The biggest estate planning mistake is having no plan at all, say four in 10 advisors (43%), pointing to an urgent need to proactively start estate planning discussions. Yet, the top triggers for estate planning conversations are financial advisors raising the topic (29%) and life-altering events, such as a car accident or health crisis.
Do not wait for these moments. Even if you are in the early stages of your life and career, consider meeting with your advisor to talk about your estate planning wishes and things you can do now to protect and preserve your wealth for the long term.
If you already have a plan in place, remember to regularly connect with your advisor to keep it up to date with the changes in your life—60% of advisors say half or fewer than half of their clients have reviewed their plans in the last five years.
2. Designate a financial and healthcare power of attorney.
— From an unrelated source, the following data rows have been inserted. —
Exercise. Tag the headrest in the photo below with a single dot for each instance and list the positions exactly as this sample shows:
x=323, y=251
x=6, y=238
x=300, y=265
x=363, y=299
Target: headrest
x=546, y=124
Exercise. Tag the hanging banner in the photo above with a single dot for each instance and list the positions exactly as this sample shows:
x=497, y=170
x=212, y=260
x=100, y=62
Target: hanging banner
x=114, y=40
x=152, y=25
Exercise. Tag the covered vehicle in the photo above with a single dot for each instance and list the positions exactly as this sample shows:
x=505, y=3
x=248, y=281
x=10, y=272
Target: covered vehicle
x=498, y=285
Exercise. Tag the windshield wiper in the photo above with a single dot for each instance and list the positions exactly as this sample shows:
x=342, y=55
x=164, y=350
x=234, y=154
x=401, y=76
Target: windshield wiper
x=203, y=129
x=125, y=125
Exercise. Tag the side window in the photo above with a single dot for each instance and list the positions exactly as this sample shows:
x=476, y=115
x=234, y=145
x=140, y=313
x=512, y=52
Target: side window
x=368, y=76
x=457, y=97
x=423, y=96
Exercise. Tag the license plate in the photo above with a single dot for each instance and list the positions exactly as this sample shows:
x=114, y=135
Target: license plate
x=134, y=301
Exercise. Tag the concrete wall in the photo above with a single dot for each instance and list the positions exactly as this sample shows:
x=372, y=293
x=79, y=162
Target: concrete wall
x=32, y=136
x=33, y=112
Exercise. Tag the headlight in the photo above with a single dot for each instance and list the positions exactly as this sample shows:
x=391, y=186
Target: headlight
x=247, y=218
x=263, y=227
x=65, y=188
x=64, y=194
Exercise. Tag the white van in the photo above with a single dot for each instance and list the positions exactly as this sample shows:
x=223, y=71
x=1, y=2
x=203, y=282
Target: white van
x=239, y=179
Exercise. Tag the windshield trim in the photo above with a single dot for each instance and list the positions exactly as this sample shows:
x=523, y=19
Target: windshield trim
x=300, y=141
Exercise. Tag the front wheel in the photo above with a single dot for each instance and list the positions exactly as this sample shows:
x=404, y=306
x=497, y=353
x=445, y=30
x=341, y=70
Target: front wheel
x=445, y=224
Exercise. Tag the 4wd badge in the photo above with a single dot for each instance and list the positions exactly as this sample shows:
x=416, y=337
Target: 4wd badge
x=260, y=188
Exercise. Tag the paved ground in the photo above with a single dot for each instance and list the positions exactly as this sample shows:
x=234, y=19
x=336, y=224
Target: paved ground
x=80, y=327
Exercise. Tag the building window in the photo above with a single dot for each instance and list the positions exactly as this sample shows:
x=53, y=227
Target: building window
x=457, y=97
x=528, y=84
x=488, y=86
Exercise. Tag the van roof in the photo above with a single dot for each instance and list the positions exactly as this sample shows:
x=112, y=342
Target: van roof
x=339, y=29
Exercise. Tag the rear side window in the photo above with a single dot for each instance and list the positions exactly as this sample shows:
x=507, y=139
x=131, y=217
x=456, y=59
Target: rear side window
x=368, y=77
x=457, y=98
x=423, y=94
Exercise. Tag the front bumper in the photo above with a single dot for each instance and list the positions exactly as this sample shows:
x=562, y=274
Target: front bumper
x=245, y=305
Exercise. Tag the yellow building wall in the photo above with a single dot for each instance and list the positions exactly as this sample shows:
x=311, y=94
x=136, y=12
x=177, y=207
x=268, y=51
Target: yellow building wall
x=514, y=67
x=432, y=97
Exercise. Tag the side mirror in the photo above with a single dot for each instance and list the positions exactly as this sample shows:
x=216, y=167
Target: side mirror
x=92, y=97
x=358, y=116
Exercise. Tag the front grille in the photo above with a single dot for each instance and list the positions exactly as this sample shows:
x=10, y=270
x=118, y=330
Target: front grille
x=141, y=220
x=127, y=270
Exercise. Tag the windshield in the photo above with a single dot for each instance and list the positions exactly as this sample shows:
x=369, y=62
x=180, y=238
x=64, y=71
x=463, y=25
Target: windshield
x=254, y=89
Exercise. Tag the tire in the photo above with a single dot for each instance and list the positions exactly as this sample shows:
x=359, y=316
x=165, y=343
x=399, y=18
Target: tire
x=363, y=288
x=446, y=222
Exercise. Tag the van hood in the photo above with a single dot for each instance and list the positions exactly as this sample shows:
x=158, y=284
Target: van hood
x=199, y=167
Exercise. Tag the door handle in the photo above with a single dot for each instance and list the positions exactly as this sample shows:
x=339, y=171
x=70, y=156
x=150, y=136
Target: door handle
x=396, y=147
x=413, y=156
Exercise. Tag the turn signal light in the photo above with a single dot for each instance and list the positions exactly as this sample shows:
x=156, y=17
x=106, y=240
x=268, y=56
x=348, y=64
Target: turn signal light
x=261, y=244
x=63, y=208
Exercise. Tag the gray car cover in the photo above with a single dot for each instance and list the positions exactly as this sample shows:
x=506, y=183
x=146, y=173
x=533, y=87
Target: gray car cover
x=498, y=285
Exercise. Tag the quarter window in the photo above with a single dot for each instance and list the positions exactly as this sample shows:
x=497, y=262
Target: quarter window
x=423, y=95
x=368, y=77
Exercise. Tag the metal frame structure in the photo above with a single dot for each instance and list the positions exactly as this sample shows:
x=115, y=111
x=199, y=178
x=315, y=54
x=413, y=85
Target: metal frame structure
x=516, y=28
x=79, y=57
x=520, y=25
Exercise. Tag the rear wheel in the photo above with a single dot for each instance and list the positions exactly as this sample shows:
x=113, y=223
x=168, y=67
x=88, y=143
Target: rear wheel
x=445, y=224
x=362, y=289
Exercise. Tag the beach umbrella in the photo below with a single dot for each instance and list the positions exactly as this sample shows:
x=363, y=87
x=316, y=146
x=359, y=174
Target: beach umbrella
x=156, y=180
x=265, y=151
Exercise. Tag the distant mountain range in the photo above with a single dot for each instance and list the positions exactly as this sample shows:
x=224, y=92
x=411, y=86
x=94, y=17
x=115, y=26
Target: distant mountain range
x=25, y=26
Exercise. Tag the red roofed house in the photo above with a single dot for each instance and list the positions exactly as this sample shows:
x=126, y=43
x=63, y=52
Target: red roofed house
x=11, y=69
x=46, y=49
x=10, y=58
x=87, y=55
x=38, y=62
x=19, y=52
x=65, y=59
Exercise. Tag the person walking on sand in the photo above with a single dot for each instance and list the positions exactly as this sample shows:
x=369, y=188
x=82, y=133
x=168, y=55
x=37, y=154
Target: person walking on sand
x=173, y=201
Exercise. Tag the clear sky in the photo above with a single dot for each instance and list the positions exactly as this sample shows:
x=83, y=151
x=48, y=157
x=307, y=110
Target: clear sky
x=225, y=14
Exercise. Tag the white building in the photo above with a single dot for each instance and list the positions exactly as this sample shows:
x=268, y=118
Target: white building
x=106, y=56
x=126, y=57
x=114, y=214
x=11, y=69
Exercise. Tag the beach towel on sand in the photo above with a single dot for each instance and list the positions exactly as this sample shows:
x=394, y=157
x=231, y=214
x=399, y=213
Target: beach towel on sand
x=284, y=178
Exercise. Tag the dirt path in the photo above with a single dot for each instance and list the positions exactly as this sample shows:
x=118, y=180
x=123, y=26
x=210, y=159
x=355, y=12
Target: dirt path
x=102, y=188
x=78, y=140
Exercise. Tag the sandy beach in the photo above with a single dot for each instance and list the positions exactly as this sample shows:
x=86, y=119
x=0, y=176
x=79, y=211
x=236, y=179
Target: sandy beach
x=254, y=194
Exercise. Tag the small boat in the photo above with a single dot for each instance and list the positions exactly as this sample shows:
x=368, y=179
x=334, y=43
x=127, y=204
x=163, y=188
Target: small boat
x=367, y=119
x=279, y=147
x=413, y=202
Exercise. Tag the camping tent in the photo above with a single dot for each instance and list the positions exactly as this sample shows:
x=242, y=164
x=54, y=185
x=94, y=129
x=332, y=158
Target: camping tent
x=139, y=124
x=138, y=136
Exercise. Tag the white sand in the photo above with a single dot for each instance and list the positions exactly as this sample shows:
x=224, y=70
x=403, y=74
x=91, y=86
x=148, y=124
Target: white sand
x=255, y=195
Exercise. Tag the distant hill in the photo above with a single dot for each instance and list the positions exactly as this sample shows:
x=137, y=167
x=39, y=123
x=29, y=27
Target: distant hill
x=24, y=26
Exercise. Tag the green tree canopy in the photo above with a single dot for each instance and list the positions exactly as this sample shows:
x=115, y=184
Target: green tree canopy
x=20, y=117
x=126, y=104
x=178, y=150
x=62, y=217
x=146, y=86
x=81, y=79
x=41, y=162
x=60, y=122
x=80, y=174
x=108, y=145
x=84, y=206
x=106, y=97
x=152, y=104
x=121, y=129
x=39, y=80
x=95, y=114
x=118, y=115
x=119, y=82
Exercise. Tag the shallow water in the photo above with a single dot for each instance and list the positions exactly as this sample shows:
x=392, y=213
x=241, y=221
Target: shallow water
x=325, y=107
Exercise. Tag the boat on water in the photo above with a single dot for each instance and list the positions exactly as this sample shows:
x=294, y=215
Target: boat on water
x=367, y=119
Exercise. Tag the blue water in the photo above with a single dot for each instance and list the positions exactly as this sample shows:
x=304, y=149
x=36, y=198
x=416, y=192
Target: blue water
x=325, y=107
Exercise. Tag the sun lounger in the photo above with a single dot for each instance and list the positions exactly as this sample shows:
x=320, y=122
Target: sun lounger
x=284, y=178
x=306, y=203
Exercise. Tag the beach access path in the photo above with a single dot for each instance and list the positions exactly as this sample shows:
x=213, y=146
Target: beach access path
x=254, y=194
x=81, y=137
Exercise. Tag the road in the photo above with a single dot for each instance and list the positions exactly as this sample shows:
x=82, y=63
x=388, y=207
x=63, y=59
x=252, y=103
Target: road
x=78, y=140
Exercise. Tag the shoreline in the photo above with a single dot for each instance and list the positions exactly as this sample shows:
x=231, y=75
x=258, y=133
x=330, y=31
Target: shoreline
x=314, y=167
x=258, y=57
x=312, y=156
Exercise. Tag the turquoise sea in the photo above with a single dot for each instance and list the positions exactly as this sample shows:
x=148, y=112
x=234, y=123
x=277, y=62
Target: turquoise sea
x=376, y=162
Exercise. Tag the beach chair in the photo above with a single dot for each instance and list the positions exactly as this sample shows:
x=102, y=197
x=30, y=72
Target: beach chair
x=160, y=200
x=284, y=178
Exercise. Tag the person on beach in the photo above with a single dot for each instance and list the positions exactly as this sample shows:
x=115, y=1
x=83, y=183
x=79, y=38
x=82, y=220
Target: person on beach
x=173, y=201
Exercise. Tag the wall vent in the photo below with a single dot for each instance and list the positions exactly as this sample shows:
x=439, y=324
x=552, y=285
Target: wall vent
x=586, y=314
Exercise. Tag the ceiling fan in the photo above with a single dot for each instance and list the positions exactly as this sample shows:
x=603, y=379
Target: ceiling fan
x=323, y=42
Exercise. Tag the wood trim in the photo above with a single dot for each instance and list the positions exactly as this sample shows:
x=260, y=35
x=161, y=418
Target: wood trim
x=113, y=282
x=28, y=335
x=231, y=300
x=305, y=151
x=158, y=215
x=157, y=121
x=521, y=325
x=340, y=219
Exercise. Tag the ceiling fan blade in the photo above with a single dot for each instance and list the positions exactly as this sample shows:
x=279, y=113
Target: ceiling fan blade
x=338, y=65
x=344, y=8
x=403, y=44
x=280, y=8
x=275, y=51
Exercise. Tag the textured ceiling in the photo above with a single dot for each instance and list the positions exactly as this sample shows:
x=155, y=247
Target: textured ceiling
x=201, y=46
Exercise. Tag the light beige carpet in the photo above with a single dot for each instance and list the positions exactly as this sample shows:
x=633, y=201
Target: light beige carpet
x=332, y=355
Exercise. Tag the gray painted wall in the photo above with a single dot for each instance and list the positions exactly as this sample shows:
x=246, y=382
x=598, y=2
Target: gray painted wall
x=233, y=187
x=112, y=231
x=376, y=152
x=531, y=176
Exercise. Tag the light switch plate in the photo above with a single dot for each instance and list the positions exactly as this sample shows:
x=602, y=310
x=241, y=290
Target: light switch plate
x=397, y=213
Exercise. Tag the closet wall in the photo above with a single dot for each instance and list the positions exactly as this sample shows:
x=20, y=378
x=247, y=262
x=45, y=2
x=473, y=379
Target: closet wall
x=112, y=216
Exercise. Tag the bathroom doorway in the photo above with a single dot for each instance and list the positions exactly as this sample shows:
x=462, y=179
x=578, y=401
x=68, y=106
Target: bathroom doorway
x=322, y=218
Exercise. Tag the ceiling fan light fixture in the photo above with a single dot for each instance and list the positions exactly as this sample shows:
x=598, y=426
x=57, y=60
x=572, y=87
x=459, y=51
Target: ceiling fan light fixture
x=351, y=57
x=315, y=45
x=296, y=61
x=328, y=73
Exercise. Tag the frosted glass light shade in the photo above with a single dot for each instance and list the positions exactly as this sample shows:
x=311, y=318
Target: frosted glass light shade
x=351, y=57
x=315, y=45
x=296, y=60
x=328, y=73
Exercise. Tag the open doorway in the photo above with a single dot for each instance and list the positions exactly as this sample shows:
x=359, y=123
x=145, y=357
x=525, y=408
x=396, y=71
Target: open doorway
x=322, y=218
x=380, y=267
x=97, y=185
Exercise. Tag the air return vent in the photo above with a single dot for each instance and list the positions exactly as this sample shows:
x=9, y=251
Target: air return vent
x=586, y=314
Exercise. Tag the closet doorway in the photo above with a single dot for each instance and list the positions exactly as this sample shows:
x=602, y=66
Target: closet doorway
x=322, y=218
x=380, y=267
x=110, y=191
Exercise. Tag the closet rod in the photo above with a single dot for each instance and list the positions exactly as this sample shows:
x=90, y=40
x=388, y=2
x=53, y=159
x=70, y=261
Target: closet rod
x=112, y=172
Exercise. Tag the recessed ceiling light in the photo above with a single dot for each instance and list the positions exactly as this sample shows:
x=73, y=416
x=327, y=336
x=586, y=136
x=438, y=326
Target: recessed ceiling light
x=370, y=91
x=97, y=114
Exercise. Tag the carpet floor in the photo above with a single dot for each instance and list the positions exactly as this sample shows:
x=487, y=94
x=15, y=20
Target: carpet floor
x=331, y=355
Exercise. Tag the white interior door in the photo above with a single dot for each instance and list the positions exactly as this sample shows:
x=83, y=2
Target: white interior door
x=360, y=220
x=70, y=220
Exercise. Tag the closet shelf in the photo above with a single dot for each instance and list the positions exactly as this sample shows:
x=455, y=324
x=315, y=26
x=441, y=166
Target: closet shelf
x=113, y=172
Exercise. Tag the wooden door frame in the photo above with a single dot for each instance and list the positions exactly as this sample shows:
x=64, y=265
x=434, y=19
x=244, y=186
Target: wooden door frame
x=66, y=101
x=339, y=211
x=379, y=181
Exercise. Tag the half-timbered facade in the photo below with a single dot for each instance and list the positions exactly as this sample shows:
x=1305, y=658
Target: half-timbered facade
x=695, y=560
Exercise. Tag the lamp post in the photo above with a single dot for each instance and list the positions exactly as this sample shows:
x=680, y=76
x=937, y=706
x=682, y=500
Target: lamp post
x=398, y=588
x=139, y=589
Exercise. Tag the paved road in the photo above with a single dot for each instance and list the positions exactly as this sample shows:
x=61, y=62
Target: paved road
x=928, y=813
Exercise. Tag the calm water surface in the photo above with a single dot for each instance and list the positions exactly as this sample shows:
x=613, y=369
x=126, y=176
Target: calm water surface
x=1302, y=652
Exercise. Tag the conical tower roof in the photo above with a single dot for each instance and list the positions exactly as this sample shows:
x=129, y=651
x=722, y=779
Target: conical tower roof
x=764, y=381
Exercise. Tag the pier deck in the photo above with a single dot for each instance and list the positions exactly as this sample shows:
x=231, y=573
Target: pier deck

Estate plans contain multiple components that may overlap, including long-term-care plans and powers of attorney, which define who has decision-making power in the event of a medical emergency.
See Key Private Bank’s Long-Term Care Planning Checklist and their Legacy & Estate Planning Checklist for details about financial and healthcare powers of attorney and other financial planning components that intersect with estate plans.
3. Decide on and draft healthcare directives.
According to Key Private Bank’s previous Advisor Poll on long-term-care planning, six in 10 advisors (58%) say fewer than 25% of their clients have a long-term-care plan—which could potentially be used to address the client’s healthcare directives.
With the cost of care expected to continue to increase, it is important to make your healthcare and long-term-care wishes clear now. Work with your advisor to create a financial plan that incorporates your desires and factors them into your estate plan.
4. Create a will.
A will can be considered one of the foundational aspects of estate planning, but often, it is the only step that people take. More than one-third (35%) of advisors say the biggest misconception about estate planning is that a will can oversee the distribution of all assets. While a will remains a necessity, it is critical to think about estate plans holistically—as more than just a will.
One modern aspect of financial planning that can be overlooked in wills and estate plans is digital assets. As more of our personal and financial information goes online, high-net-worth individuals should be taking inventory of digital assets.
Advisors’ top tips for ensuring digital assets are easily accessed and managed as part of an estate plan are:
- 35% Provide detailed instructions to family members in the event of death
- 31% Identify and give authority to the right person to handle those assets
5. Determine and regularly update beneficiary designations.
As part of estate planning, an advisor can help high-net-worth individuals designate beneficiaries for assets, like retirement plans. Contrary to what some may believe, an estate plan—including beneficiaries—can be changed after the plan is initially put in place. In fact, a regular review of estate plans is highly recommended—35% of advisors say the biggest estate-planning mistake is not updating documents.
To further that point, 9% of advisors say the biggest estate-planning mistake is having outdated beneficiaries, underscoring the need to review estate plans and designated beneficiaries with advisors on a regular basis.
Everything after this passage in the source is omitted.